誰もいないはずがドアが勝手に開いた。だが、その異変にも輝哉は気づくことはなかった。
中では数人の看護師がせわしなに仕事をこなしている。
リオは弥生へと近づいた。
機械だけが今弥生がまだ生きている証だといわんばかりに、規則的な音を発していた。
(弥生ちゃん、もうすぐ目覚めさせてあげるね)
リオは励ますように弥生の片手を両手で包み込んだ。そして意識を彼女の夢の中へと集中させる。
夢ならリオは自由に操作できる。リオは弥生とだけでも面と向き合って話がしたいと思った。
『弥生ちゃん、……弥生ちゃん、私が誰だか分かる?』
宇宙のような闇の中、弥生はポツンと立っていた。リオはそんな彼女に近寄り声をかけた。
『ええ、リオちゃんでしょ。天使じゃなくて妖精のリオちゃんが迎えに来てくれたの?』
弥生は自分の命が尽きたものと思っているようだった。リオは否定する。
『弥生ちゃん、諦めちゃいけない。あなたは生きてるの。これからもずっと生きていくの。輝哉くんと赤ちゃんと三人で幸せになるのよ』
『赤ちゃ……ん?』
『そう。無事産まれたんだよ。女の子だって』
弥生はホッと安心したように涙を流した。が、すぐさま淋しそうに俯いた。
『逢いたい。でももう戻れないみたい……』
リオはぎゅっと抱きしめた。
『諦めないで。絶対逢えるから。私が保障する!』
そして弥生の瞳を見つめ願いを託す。
『輝哉くんをお願いね』
そう言い残し、リオは現実の世界へと戻ってきた。
(輝哉くんを幸せにしてあげてね。それができるのは弥生ちゃん、あなただけだから……)
リオが弥生へ命を吹き込もうと身を屈めた、その時。
「リオ、やめろ!!」
悲痛な大きい叫びが廊下から響いてきた。

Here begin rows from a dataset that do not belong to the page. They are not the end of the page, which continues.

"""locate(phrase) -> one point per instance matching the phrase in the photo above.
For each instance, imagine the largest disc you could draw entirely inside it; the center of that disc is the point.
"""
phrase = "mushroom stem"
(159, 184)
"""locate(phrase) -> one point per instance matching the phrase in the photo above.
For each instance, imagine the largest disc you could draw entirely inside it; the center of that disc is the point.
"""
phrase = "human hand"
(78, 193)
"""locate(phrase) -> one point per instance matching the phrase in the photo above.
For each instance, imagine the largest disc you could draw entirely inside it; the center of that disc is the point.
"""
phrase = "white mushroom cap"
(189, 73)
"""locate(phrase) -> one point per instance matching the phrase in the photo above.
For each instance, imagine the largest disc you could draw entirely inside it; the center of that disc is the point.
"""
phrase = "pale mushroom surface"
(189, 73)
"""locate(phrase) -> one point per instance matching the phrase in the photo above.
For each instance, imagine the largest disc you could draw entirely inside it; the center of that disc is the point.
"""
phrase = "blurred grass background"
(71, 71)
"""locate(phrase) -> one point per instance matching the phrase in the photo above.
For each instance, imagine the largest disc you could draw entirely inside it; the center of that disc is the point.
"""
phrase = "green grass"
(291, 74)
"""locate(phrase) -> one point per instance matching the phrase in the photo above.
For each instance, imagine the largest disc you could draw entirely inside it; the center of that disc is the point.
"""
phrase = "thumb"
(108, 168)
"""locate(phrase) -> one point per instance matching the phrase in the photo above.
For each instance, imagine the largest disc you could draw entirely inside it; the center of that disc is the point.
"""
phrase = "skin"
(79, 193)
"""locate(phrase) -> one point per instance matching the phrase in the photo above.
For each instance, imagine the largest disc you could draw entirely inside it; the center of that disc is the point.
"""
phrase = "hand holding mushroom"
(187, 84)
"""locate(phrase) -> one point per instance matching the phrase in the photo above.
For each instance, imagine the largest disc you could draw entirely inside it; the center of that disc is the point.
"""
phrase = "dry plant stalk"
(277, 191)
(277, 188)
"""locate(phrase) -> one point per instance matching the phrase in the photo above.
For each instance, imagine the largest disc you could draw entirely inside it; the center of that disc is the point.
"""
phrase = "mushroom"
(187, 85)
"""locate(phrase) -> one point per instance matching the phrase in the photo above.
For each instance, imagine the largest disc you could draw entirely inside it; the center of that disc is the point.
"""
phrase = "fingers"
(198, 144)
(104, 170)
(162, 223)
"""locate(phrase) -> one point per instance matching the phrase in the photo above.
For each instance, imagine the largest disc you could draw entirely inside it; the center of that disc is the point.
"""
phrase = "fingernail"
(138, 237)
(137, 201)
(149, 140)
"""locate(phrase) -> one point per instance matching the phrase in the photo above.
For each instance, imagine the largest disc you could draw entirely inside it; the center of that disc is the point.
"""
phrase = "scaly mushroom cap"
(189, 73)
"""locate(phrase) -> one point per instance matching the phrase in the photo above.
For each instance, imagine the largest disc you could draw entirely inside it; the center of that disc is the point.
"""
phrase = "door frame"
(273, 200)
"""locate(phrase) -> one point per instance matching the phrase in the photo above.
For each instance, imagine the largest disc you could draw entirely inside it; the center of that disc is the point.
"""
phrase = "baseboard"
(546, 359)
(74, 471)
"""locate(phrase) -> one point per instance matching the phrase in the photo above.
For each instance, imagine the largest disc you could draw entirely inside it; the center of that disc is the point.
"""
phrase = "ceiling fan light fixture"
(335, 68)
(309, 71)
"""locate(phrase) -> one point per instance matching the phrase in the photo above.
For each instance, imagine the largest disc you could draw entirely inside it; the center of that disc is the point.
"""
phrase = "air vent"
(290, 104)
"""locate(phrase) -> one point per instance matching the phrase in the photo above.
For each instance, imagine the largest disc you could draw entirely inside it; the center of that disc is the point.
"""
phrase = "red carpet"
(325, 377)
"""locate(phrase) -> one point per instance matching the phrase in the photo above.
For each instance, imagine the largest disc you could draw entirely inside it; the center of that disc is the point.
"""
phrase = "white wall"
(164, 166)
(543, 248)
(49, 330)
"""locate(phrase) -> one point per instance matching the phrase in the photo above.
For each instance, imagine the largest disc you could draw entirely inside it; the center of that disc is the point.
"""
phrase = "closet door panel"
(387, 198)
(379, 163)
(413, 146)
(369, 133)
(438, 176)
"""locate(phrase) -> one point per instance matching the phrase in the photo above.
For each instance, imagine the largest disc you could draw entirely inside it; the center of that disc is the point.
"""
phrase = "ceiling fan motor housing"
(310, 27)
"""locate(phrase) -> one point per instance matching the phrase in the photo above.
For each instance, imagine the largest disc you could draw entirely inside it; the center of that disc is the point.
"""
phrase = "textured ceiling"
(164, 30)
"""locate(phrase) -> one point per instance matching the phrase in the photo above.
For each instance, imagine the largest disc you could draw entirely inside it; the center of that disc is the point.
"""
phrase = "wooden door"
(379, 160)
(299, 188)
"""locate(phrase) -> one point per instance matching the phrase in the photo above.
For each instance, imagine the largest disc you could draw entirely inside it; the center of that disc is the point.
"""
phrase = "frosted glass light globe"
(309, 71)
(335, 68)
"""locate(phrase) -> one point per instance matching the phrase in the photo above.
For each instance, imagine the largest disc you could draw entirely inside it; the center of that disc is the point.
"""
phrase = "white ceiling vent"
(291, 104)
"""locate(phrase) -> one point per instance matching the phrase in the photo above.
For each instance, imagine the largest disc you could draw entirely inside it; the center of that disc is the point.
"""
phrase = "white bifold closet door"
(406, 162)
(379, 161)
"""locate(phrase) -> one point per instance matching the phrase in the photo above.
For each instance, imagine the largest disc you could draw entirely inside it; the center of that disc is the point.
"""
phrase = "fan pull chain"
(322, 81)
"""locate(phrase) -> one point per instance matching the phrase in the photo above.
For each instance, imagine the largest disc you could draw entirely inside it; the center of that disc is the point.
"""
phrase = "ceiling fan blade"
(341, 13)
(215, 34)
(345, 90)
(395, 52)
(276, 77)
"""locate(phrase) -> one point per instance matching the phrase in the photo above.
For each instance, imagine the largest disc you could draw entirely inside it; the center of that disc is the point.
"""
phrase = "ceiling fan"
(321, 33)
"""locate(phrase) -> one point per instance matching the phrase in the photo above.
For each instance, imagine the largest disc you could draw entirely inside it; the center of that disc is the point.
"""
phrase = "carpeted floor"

その姿を見て、リオは目を見開いた。
「ソラ……」
嫌な予感に念のためリオの家へ様子を見に行き、リオが姿を消したことを知ったソラだった。
突然響いた大声に、さすがの輝哉もビクッと我に返り、どこからともなく聞こえてきた声の主を探していた。
「やめてくれ、お前死ぬんだぞ!!」
ソラは叫びながらその身を人間へと変化させ、猛然とリオのもとへ向かってくる。
輝哉は突如現れたソラに驚き、彼がリオの知り合いで、更にリオが何かしようとしていること知った。そしてその何かが弥生の命と関係していることも。
「リオちゃん、まさか……」
弥生を助けようとしているのではないかと思う輝哉。
一方リオは急いでやってくるソラがここまで来ないうちにと、瞬時に弥生へ命を吹き込んだ。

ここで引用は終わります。